Fastest path — the setup script. One command provisions everything (D1 + Vectorize, schema, deploy, AUTH_TOKEN, health check), idempotently:

Terminal window
cd worker && npm install
npx wrangler login # once
node setup.mjs # prints the generated AUTH_TOKEN once — save it

Or set it up by hand / deploy-on-push. The recommended long-term path is Workers Builds — Cloudflare pulls from your GitHub fork and deploys on push; no API token ever leaves Cloudflare. One-time setup (details in worker/SETUP.md):

  1. Create the Vectorize index first (quartermaster-index, 1024 dimensions, cosine) — a build deployed before the index exists fails on the missing binding.
  2. Connect the repo in the dashboard (Workers & Pages → Create → Import a repository), root directory worker.
  3. After the first deploy, set the AUTH_TOKEN secret — the Worker answers 500 on /mcp and admin routes until it’s set (fail-closed by design).

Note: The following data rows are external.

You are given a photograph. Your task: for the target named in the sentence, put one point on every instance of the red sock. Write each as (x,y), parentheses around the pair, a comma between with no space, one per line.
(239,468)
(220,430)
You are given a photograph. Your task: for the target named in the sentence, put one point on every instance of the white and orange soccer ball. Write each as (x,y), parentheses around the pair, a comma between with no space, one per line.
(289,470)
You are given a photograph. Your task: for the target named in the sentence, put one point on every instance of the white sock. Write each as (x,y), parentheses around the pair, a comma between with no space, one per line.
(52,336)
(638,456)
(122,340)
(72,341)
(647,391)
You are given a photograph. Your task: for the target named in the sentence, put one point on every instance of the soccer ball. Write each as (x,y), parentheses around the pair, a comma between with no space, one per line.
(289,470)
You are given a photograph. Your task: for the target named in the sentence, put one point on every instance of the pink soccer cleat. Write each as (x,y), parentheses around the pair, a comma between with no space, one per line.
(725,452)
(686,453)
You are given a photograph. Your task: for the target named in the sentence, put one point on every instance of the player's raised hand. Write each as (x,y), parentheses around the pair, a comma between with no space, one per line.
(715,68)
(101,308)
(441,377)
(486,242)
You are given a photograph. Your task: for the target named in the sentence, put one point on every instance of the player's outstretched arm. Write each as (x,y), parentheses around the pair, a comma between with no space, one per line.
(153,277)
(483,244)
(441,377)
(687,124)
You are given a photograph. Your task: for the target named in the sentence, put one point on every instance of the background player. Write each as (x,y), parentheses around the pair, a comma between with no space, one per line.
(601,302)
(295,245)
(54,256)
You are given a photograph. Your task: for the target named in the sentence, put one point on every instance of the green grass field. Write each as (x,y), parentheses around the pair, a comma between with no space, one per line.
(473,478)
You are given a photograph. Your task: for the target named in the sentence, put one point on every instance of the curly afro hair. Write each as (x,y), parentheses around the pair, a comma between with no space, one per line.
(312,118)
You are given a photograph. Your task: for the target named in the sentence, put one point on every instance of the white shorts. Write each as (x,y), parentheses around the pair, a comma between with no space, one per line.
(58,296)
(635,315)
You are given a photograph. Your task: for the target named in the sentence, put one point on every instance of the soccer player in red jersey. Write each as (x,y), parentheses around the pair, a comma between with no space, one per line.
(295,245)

Then point your agent at it:

Terminal window
claude mcp add --transport http quartermaster \
https://quartermaster.<your-subdomain>.workers.dev/mcp \
--header "Authorization: Bearer $AUTH_TOKEN" --scope user

On each machine that should populate the registry (the guided installers for Windows, macOS, and Linux do all of this for you):

Terminal window
git clone https://github.com/talberthoule/quartermaster && cd quartermaster
npm install && npm run build
# one-time pairing — the admin token is used once and never stored;
# only a revocable device-scoped token lands on disk (0600, ~/.quartermaster/)
QM_ADMIN_TOKEN=<AUTH_TOKEN> node dist/cloudCollector.js connect \
--url https://quartermaster.<your-subdomain>.workers.dev \
--roots "$HOME/.claude,$HOME/.codex,$HOME/.gemini,$HOME/.hermes"
node dist/cloudCollector.js scan # incremental — diffs local state, uploads changes only
node dist/cloudCollector.js jobs # picks up rescan/hydration jobs queued by the cloud
node dist/cloudCollector.js loop --interval-min 30 # scan + jobs, forever
node dist/cloudCollector.js status # local config + tracked count + server health

For unattended machines, schedule scan + jobs with Task Scheduler (Windows), launchd (macOS), or a systemd user timer / cron (Linux, WSL).

  • Pairing is one-shot. The admin token authorizes pairing once and is never persisted; each device gets its own token, revocable server-side.
  • Redaction happens on-device. Env and header values are dropped (key names kept) at parse time — raw secrets never reach the wire.
  • The cloud can plan, only the device can write. apply_hydration produces an approved job; the collector executes it locally and reports back.
  • Fail-closed auth. Without AUTH_TOKEN, the Worker refuses /mcp and admin routes rather than serving openly.

If you’d rather keep everything on your own network, the same produce/sink seam works against a self-hosted hub — see Collector & hub.